# Rescued Horse



## lalabugs (Jun 17, 2018)

Friday the 15th of this month right as my family were laying down, my husband heard a horse whinny. At that moment my oldest DD came into my room, telling me there was a horse in front of our property.

I ran outside told my oldest DD to grab some grain in a bucket. He walked off at first, but then stopped once hearing the grain bucket. I was able to halter him after letting him have a few bites of grain. I stood on the side of our road with him haltered for an hour and a half, hoping his owner would come looking for him. My husband drove around to the houses we know have horses and asked if they were missing a horse. No luck. DH posted him on the local facebook groups. We had no luck tracking his owner down that night. I put him in a pen and fed him. 

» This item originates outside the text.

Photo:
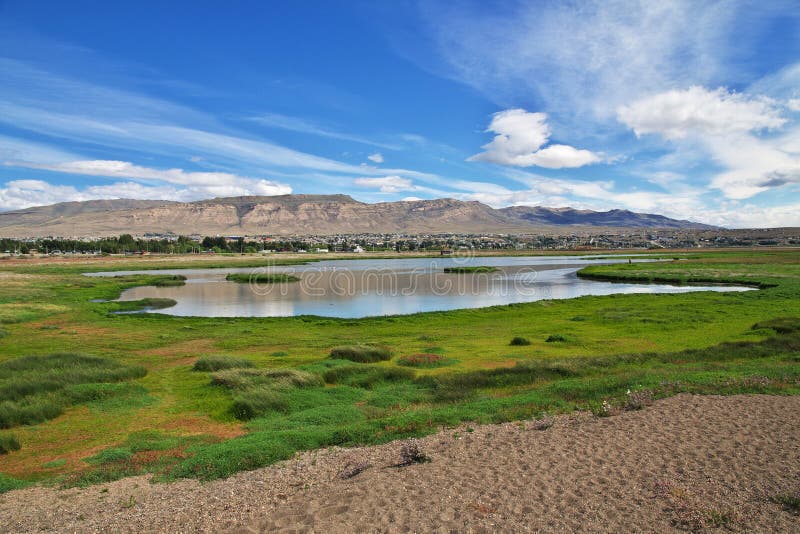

DH swears animals seek me out. 

The next morning I went to another horse persons home to ask if she knew who he belonged to. She knew the owner! YAY! We followed her up to the owners house. Come to find out the owner let him loose! Looked like the horse had no food for quite some time in the pen. No feces or urine spots in the pen either. When we asked him about the horse, and told him I caught him. The owner asked if I liked him. Then told me to keep him. He did not want him anymore. 

I am baffled why the man did not try to sell the horse, or give him away for free. Before just turning him loose. 

This poor horse. He is skinny! He is a stallion. He's a sweet heart (when not acting like a stud). 

My children are in love with him already. We moved him over to a friends property that has more land & is capable of housing a stallion.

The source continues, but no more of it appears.